Gender, Race, & Non-Discrimination
Non-discrimination is a central tenant in international human rights law. IHRC’s projects in this area have focused on gender- and race-based discrimination, particularly advancing the rights of women, gender-diverse persons, and LGBTQ+ individuals. We have engaged in legal advocacy on issues at the heart of the global struggle for gender and racial equality, including family law reform, child marriage, racial discrimination in the United States, gender-based violence, decriminalization of gender and sexuality expression, and capacity building for women’s rights activists. An ongoing IHRC project analyzes women’s leadership in the human rights field, informed by dozens of interviews with women working in human rights organizations around the world.
Meet the Clinicians who work in this area:
Representative Projects
Since 2016, IHRC has fostered extensive strategic partnerships with Muslim women’s rights activists, scholars, and regional advocacy movements to support ongoing efforts to advance the legal equality of women in Muslim communities. IHRC’s highly recognized work at the intersection of Islamic law and human rights has focused on amplifying and supporting local and regional-led advocacy to reform Muslim family laws – a system of laws that govern all aspects of women’s private lives. In collaboration with Musawah, a pioneering regional movement for justice and equality in the Muslim family, student teams have developed a comprehensive analytical guide to Muslim family laws, which mapped laws, case law, policies, and practices across 31 Muslim majority and minority countries, and drafted submissions to the UN Committee on the Elimination of All Forms of Discrimination Against Women (CEDAW), advocating for reform of a range of gender-discriminatory laws and practices in Yemen, Oman, Kuwait, Jordan, Kenya, Nigeria, Mauritius, and others. IHRC has also worked closely with activists across the region to design and deliver advocacy training and capacity building programs. In the area of LGBTQ rights, students have worked closely with Helem, Lebanon’s and the Arab region’s first LGBTQ+ rights organization, to develop legal tools and public advocacy materials to promote and protect the rights of individuals prosecuted for homosexuality and non-binary gender expression.

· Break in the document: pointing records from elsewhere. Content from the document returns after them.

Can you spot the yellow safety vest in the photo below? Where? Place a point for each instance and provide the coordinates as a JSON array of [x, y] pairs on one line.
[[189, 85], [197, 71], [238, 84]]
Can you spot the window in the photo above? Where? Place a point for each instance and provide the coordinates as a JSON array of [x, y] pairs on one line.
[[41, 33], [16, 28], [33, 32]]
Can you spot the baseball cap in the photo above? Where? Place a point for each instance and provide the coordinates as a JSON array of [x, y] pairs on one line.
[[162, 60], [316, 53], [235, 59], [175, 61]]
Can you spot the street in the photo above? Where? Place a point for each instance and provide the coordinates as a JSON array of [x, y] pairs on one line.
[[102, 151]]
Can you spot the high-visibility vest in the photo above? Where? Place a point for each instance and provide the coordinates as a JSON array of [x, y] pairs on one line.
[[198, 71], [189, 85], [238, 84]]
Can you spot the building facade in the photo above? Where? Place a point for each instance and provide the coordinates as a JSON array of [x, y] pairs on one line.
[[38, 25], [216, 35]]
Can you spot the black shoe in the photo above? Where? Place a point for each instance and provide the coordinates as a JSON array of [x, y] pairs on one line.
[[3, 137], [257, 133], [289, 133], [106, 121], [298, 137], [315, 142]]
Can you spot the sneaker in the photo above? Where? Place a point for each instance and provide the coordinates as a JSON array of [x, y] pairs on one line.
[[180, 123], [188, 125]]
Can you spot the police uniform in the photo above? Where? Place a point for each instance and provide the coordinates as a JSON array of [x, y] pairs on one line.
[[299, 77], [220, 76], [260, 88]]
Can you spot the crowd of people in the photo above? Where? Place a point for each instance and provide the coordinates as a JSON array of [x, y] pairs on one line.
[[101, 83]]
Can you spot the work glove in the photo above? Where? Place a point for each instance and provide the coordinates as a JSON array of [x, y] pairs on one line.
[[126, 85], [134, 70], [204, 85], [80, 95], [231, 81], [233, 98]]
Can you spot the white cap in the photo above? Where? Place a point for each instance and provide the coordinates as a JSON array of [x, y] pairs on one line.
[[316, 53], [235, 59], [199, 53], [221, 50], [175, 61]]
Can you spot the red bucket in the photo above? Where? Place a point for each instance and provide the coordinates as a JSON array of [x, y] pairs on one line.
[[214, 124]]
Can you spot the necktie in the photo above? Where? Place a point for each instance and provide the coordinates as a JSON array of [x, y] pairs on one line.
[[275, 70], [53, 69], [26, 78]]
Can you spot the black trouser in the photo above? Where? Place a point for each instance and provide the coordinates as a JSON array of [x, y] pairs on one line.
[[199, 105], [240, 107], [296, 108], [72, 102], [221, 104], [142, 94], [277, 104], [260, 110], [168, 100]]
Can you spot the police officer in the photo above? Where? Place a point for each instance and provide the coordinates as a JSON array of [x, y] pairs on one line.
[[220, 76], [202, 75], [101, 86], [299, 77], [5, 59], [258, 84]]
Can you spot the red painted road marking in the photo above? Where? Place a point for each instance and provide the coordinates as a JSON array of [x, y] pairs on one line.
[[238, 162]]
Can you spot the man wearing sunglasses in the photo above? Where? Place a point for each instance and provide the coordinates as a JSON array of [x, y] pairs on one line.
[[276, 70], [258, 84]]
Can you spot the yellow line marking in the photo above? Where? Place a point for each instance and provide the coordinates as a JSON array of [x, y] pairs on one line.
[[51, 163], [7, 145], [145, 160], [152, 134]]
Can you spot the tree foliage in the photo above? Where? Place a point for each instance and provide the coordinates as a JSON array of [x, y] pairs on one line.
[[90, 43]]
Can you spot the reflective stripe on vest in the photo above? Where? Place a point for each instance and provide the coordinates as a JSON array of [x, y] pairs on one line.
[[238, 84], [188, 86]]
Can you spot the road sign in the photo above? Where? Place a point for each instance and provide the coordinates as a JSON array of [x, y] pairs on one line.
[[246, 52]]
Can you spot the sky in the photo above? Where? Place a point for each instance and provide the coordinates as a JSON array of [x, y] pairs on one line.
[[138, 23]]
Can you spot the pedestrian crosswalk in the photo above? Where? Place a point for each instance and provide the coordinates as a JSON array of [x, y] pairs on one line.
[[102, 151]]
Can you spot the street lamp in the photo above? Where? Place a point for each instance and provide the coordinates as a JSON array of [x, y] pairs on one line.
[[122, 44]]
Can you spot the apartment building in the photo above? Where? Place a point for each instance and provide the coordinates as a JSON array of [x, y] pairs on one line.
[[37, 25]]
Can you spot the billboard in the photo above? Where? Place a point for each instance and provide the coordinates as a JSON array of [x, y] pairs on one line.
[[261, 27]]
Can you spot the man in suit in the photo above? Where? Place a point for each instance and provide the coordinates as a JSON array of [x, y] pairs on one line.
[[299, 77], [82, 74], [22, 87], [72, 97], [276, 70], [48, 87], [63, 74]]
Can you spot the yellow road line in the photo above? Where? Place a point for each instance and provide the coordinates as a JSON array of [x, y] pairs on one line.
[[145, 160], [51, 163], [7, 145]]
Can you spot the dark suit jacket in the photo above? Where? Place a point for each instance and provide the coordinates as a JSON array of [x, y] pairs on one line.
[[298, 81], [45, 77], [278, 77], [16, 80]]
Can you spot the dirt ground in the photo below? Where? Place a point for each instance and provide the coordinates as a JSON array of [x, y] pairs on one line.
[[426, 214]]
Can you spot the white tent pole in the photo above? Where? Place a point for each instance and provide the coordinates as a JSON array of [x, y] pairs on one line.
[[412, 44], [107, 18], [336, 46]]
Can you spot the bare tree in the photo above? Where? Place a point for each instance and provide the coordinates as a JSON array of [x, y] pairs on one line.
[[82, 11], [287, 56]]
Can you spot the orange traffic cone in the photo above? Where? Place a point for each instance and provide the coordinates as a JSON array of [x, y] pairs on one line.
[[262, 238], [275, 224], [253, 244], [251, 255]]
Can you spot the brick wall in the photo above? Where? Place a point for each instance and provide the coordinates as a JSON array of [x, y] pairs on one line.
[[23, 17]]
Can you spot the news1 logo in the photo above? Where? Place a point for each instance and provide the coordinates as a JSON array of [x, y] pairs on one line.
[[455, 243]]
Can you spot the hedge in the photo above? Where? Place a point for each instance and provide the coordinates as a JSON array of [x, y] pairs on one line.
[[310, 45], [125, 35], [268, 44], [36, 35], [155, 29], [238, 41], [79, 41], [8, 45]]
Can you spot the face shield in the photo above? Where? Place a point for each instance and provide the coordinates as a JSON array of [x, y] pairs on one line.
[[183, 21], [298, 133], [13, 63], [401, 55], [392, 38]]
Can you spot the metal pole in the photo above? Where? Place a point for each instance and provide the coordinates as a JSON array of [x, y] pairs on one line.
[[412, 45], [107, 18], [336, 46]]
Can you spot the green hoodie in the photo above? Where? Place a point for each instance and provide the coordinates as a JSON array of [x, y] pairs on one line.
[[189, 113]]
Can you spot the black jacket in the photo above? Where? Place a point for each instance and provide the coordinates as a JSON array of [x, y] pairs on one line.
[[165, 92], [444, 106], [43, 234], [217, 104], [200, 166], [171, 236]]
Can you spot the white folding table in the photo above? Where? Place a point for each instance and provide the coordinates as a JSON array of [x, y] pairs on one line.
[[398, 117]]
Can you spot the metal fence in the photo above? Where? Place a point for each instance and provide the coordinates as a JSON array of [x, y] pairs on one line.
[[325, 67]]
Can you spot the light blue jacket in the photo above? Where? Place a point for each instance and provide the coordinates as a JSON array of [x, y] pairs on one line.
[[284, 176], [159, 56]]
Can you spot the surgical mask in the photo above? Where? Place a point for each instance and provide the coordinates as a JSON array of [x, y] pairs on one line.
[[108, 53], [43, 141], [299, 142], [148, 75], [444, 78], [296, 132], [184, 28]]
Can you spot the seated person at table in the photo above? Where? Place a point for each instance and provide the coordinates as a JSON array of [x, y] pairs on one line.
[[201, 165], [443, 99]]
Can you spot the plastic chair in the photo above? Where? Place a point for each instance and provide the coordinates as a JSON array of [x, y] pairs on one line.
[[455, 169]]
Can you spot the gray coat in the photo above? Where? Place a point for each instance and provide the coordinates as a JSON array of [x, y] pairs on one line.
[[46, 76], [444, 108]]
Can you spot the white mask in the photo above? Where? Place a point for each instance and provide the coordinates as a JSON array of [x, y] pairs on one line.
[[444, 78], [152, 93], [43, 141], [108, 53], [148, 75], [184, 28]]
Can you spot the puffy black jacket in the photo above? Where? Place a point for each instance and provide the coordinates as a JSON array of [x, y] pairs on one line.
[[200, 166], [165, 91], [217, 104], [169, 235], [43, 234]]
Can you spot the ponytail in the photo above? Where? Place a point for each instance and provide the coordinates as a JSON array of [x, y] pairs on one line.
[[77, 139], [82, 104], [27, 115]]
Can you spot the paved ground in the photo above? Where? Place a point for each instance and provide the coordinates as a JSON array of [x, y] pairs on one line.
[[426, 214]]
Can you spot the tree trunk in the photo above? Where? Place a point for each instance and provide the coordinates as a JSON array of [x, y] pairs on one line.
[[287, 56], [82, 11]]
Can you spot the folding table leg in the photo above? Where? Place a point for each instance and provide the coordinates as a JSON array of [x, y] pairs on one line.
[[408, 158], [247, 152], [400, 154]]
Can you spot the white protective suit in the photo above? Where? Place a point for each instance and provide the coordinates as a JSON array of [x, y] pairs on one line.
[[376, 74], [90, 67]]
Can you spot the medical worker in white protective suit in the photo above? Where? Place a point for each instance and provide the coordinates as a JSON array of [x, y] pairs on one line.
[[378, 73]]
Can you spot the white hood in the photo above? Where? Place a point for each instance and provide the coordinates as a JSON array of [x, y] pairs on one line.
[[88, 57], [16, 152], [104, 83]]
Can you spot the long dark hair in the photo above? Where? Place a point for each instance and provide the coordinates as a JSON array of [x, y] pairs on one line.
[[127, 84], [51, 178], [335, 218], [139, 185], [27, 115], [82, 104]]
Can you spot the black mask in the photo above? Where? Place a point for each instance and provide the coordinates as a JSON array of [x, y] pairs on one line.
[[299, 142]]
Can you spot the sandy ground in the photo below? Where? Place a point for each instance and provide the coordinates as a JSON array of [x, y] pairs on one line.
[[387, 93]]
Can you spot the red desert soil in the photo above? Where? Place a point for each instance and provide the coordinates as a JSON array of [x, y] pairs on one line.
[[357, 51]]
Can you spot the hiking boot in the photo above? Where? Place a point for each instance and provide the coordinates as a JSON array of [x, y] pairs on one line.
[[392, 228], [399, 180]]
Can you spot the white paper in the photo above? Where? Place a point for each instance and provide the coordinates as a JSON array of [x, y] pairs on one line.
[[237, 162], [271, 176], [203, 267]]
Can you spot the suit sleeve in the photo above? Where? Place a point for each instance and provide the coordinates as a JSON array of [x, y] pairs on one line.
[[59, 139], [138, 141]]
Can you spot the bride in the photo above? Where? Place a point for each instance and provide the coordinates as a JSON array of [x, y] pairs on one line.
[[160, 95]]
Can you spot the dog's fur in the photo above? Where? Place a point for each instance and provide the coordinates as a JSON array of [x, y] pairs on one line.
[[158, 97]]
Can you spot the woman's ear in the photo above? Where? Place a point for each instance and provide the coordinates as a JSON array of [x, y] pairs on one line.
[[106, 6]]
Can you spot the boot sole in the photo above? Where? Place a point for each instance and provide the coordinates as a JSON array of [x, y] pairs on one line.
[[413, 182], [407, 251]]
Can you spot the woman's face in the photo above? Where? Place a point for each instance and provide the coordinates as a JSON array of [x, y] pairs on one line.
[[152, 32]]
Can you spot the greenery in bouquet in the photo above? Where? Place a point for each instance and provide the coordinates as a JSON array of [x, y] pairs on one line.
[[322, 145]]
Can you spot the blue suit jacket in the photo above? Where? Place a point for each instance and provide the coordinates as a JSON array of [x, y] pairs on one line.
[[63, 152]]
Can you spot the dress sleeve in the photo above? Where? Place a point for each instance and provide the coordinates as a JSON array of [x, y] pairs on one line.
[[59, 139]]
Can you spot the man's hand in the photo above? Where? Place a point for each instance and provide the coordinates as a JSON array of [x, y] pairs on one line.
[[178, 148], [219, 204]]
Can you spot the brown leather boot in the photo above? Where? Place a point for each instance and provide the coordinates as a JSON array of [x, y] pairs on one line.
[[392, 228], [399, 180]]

IHRC has raised awareness of a water crisis in the United States in which over two million people lack access to clean, running water and indoor plumbing. A majority of those whose right to water has not been protected come from low-income communities of color. IHRC investigated the disparate impact of water policies in a North Carolina county, which left low-income, Black American residents without access to public water and sewer services for generations. Students conducted on-the-ground fact-finding and research to explore whether those policies violated the international right to water and the U.S. constitutional right to non-discrimination, and then provided legal and analytical support to our partner organization and its clients as they carried out ongoing media and local advocacy campaigns on behalf of the community.
IHRC is working to reduce gender-based violence through the effective implementation of the 2013 Arms Trade Treaty, particularly states parties’ obligation to assess for risks that proposed arms exports will be used to commit or facilitate gender-based violence (as part of a larger assessment of human rights risks) before allowing exports to proceed. With IHRC partners Control Arms and the Stimson Center, student teams have advanced compliance with this requirement through multi-day trainings of government officials from a variety of countries, including regional in-person trainings held in Latvia and Namibia in 2019, as well as by producing impactful guidance based on international legal research and interviews with export control officials. IHRC students have also supported the UN Independent Expert on Sexual Orientation and Gender Identity with research and analysis for a 2022 report to the UN General Assembly on how the gendered dimensions of armed conflict affect LGBTQ+ people.